Friday, March 28, 2008

THE GIFT TO BE SIMPLE

The practice of Zen and the literature of Zen are packed with unfathomable stories and inscrutable sayings. This raises a question. If Zen is basically so straightforward, why are so many words published about it? Why does Zen generate such superfluous material?

One reason:

Because most people allow their lives to be complicated, most people believe all of existence is complicated. They believe that to be simple is to be missing something, and they go off on a lifelong search to either find or else create obstacles, thinking that when they solve these impediments they are on their way to a simple existence.

In plain terms, for the most part we humans manufacture our own problems, and then we go loopy trying to make sense of these problems and trying to untangle them.

The more miserable some people are, the happier they are.

Some of you may be familiar with the words of an eighteenth-century Shaker song:

'Tis the gift to be simple,
'tis the gift to be free,
'tis the gift to come down
where we ought to be,
and when we find ourselves in the place just right,
'twill be in the valley of love and delight.

It’s human nature to want to have more. More money, more clothes, more free time, more stuff. If we don’t have such material bits and pieces when we think we should have them, we worry, we become anxious.

We can even become mentally ill.

Modern day Zen teachers and Zen masters lean heavily on the principles of the ancients, such as Dogen, Bodhidharma, Hui-neng. They do that because those old boys knew a thing or two about living intuitively and about living a simple life.

In today’s excess of conveniences there are some individuals who have been able to exist in a material world, and still hold on to their personal integrity, and still live a true life of Zen.

The late Shunryu Suzuki, better known as Suzuki Roshi, head of San Francisco Zen Center, was one. Another was the late Kosho Uchiyama Roshi, of Antaiji Temple, near Kyoto. I’d like to say a few words about Uchiyama because he embodied, to an extreme degree, the simple life.

Basing his life on zazen, and devoted to material minimalism, Uchiyama was a distinguished model to monks and laypersons, to Japanese as well as to foreigners. Although he spent many years in destitution, he never feared or was ashamed of material poverty. He clearly saw how the materialism that energizes so many people is the cause of discontent and frustration.

Uchiyama entered Antaiji in the 1940s. For ten years or so he lived a monk’s life, practicing zazen and takuhatsu.

Takuhatsu is the Japanese term for the daily rounds a monk carries out to support himself and his monastery. It means going out on the streets with a wooden bowl into which laypeople put coins, or else rice or other foods.

Takuhatsu is practiced by Asian monks today.

Loosely translated, the term means ”begging,” But the word “beg” is a misnomer because a monk doesn’t ask for anything, the way a street person might hit you up in New York or Chicago.

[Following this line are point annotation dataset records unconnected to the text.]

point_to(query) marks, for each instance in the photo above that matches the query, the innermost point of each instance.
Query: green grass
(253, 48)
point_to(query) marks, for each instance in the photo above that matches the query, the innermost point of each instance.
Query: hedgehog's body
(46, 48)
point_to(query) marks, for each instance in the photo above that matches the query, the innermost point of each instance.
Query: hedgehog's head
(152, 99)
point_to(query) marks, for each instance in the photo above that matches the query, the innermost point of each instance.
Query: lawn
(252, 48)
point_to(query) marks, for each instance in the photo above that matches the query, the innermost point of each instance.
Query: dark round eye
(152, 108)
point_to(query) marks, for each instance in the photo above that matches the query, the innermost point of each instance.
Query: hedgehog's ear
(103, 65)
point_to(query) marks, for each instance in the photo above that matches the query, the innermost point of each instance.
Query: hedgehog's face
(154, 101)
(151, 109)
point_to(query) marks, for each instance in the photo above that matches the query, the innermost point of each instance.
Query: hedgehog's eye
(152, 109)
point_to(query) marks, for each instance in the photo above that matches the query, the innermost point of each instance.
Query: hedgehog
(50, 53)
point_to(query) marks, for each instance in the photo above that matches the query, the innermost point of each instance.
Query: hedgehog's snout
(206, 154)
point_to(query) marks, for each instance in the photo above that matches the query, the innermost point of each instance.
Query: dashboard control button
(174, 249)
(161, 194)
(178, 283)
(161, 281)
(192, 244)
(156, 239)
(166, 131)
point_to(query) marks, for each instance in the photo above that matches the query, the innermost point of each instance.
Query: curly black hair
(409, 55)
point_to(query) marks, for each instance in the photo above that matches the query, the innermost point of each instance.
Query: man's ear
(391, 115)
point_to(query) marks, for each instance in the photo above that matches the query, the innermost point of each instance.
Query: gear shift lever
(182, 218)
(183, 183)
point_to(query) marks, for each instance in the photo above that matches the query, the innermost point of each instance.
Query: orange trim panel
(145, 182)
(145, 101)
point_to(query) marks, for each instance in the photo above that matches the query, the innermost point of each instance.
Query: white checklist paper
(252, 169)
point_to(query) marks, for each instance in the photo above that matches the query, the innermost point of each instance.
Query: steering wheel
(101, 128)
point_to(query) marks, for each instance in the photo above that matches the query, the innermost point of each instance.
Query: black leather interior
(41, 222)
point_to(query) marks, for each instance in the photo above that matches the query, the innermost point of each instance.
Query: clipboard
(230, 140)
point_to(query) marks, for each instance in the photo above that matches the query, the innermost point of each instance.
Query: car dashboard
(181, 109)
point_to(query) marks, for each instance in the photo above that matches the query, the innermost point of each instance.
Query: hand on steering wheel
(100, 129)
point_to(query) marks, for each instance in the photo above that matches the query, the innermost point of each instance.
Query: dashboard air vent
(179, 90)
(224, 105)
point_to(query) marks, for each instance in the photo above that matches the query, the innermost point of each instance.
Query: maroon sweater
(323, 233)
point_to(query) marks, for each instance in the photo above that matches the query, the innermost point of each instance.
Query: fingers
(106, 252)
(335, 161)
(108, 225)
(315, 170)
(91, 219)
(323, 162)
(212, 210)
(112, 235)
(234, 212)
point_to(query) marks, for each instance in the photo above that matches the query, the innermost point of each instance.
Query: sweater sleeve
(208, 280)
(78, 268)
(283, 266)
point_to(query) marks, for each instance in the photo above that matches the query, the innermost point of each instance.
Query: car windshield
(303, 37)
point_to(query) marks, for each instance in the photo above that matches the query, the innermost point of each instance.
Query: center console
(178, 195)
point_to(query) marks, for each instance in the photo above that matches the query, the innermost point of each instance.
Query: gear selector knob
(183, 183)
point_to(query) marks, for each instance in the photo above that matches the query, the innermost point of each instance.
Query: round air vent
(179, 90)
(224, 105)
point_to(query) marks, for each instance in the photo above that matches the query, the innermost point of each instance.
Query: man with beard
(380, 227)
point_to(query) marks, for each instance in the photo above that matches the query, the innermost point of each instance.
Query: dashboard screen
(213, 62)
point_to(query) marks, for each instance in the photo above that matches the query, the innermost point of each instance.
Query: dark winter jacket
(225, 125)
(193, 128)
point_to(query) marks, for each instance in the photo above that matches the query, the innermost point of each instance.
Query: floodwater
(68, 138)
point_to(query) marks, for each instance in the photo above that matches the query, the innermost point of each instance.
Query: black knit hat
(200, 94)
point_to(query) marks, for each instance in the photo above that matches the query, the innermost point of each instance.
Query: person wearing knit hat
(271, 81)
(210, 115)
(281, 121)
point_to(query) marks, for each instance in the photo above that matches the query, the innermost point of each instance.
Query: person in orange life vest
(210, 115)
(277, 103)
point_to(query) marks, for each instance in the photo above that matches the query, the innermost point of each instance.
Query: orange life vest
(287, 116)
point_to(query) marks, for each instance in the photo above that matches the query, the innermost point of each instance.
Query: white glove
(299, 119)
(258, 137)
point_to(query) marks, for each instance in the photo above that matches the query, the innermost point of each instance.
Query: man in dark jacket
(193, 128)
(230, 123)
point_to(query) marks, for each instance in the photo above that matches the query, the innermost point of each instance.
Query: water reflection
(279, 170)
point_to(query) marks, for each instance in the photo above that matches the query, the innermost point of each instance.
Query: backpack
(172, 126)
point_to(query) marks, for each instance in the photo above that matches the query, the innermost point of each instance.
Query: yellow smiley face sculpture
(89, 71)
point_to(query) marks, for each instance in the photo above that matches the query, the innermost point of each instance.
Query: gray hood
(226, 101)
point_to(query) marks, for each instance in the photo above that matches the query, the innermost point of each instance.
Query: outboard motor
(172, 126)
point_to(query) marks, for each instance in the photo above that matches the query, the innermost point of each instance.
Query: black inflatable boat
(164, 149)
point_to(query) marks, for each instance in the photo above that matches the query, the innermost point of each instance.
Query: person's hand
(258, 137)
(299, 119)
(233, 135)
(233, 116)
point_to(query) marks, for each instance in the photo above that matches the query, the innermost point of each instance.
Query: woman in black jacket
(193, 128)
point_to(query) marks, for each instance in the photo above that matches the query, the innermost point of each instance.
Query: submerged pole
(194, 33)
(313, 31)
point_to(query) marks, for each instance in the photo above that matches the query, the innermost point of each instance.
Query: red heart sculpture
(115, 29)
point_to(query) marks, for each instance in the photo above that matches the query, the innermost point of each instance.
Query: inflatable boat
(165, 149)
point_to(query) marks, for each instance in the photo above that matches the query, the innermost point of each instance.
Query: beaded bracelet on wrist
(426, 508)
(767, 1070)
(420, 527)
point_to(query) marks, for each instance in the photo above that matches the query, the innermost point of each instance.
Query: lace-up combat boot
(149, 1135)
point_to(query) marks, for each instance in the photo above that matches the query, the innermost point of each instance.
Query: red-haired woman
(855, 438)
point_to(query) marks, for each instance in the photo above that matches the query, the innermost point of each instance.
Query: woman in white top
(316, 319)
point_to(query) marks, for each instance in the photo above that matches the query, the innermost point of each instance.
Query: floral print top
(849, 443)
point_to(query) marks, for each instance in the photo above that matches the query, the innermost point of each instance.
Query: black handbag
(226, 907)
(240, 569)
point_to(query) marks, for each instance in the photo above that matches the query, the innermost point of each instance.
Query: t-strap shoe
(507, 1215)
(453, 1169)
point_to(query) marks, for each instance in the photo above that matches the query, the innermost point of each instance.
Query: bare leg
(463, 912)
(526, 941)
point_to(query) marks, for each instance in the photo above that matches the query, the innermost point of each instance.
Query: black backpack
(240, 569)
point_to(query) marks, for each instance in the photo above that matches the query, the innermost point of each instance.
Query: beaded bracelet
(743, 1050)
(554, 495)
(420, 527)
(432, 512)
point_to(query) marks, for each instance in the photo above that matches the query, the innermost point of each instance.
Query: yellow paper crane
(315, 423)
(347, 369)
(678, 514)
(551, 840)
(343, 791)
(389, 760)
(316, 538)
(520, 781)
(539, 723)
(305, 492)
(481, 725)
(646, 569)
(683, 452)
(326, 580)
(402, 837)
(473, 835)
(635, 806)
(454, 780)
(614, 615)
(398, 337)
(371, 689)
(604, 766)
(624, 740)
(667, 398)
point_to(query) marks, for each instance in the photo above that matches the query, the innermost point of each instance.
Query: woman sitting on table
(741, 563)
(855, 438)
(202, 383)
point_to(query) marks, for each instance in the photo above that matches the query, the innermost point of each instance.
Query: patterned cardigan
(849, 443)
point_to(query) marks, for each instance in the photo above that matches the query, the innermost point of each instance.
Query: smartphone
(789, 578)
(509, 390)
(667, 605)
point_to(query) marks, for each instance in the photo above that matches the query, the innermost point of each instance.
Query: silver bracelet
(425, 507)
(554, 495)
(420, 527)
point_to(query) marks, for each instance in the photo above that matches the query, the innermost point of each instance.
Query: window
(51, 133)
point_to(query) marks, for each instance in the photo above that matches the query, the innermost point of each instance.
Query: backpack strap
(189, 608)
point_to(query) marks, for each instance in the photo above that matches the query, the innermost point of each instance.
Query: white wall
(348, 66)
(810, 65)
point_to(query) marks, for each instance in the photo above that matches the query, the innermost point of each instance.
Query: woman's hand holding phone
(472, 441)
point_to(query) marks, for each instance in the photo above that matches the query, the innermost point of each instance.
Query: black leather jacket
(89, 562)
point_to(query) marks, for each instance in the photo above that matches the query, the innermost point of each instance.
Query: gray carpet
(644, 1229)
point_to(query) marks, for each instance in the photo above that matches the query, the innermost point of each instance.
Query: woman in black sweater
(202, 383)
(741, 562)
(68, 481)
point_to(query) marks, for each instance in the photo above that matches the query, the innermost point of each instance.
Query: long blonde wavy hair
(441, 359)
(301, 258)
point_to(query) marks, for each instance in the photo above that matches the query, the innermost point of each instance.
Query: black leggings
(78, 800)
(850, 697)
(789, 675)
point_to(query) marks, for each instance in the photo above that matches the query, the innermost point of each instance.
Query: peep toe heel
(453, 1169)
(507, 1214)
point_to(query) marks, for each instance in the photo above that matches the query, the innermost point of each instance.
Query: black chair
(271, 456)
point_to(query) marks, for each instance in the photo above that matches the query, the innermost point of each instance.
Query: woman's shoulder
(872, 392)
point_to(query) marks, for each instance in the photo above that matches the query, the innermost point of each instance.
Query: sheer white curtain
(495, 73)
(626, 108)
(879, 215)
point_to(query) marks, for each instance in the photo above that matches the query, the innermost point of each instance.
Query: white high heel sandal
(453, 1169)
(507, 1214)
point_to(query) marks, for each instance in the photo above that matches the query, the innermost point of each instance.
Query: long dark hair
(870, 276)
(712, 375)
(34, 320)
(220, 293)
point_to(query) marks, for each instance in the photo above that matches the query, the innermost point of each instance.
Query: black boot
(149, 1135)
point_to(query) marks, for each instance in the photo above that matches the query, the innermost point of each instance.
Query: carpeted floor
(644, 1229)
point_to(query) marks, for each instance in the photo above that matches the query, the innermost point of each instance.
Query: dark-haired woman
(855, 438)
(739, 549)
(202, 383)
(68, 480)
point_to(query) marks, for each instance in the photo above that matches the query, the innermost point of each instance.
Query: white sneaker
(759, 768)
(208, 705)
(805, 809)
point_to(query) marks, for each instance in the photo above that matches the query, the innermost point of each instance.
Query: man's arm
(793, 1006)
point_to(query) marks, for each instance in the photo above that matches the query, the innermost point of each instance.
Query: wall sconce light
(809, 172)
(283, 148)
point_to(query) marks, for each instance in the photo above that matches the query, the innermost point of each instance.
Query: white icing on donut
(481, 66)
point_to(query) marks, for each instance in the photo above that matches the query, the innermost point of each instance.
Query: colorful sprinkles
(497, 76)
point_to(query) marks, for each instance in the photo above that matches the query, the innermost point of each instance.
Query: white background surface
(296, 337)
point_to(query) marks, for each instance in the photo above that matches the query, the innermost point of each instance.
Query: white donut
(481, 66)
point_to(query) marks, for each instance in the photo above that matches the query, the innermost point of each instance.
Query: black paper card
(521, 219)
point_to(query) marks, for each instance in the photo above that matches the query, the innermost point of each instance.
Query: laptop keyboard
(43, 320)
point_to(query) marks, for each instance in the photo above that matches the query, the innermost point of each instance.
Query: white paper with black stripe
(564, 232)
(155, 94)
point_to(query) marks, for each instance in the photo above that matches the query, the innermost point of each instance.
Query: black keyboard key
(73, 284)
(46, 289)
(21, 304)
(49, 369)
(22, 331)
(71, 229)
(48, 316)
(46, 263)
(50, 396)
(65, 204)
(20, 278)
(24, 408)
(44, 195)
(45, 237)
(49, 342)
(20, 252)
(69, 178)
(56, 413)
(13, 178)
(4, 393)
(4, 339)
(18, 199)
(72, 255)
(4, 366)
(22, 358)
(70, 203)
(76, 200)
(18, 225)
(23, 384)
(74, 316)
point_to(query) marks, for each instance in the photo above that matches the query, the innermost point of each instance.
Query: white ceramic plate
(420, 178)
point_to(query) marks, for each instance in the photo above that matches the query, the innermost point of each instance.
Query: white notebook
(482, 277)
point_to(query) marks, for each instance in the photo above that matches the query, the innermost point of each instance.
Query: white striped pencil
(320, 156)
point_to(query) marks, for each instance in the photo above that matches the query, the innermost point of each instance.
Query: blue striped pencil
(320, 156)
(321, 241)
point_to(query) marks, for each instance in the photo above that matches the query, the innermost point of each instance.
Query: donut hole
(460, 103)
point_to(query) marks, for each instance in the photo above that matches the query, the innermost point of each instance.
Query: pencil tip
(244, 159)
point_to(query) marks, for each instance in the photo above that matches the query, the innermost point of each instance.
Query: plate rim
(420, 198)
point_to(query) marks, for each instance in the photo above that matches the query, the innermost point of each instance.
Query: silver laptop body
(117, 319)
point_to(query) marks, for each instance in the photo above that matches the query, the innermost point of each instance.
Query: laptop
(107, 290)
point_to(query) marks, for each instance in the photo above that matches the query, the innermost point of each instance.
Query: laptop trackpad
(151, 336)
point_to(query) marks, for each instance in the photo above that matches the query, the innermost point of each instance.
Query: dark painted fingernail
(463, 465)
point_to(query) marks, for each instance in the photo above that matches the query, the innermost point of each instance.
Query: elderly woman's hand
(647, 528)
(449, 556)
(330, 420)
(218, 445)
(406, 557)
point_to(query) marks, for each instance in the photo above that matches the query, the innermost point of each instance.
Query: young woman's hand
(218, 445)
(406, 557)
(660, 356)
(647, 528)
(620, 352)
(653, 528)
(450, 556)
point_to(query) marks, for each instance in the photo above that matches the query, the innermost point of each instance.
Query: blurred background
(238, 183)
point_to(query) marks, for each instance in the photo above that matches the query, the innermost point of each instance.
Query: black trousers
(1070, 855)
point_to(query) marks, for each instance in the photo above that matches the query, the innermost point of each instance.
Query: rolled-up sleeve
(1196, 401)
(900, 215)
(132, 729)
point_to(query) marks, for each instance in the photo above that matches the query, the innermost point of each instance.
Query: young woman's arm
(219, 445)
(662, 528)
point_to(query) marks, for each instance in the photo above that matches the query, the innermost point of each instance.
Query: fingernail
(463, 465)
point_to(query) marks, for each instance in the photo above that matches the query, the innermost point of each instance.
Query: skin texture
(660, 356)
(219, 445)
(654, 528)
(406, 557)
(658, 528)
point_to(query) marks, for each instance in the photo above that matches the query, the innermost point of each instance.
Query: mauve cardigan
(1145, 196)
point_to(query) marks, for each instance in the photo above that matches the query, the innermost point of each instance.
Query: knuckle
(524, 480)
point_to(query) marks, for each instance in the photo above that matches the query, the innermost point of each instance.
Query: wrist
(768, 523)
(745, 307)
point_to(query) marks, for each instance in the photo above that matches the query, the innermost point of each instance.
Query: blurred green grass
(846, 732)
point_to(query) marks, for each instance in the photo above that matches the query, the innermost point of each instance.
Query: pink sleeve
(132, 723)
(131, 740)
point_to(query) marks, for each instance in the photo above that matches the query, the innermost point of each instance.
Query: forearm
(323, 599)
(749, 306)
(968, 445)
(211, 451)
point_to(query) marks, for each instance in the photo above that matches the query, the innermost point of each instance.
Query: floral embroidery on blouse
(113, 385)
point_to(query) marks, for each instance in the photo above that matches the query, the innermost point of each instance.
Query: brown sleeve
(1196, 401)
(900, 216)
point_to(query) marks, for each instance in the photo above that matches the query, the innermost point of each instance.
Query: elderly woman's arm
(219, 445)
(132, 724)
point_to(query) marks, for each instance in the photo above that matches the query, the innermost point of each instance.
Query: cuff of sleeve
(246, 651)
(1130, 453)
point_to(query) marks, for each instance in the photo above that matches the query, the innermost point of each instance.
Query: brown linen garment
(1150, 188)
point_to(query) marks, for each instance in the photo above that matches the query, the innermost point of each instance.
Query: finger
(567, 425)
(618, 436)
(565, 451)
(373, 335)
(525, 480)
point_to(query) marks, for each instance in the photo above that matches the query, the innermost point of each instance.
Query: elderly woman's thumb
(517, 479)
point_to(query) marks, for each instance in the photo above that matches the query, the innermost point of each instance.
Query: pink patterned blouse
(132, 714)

“Hey, buddy. Got a couple of dollars for a cup of coffee?”

Instead, a monk silently accepts anything anyone might voluntarily put in his bowl, and he bows in deep gratitude.

Takuhatsu is a sort of donation collection.

It’s an acceptance of charity.

Anyway, Uchiyama eventually became abbot of Antaiji, which kept him off the streets. It also enabled him to lecture and write until his death in 1998. One of his hobbies was origami, the art of folding paper into shapes representing flowers or birds.

In writing about the difficult routine of takuhatsu, Uchiyama said he went around not because he really wanted to, but to supply the temple with food, and to cover the temple’s expenses of sesshin. For himself, he said he was never able to buy any new clothing. His washcloths were so worn they looked like netting, and old newspapers served as toilet paper.

Uchiyama wasn’t overjoyed with performing his tasks, but on the other hand he didn’t allow himself to feel degraded. Humbled, maybe, but not lowered in character. As he made his daily rounds he would try to show a cheerful “Hi, here I am again” look, and the shopkeepers would show an “Oh, oh. Here he comes again” look.

Years later, Uchiyama wrote that it was a fairy tale to think that once you’ve had some great illumination experience your life will be one joyous experience. Instead, there is a settling into your life in which you cope with whatever comes up.

You learn to swim through one wave at a time—waves of laughter or of tears, waves of plenty or of privation.

If we can’t learn, or accept, that whatever happens is all right, we can easily become mentally unhinged. According to Uchiyama, submitting wholly to takuhatsu—and to life itself—is traveling the middle way between becoming neurotic or becoming a simple minded idiot.

Unless you want to be a monk in Asia, you don’t have to roam out on takuhatsu. One key to living the middle way is to keep your life simple. Another key is to temper your desires by your income.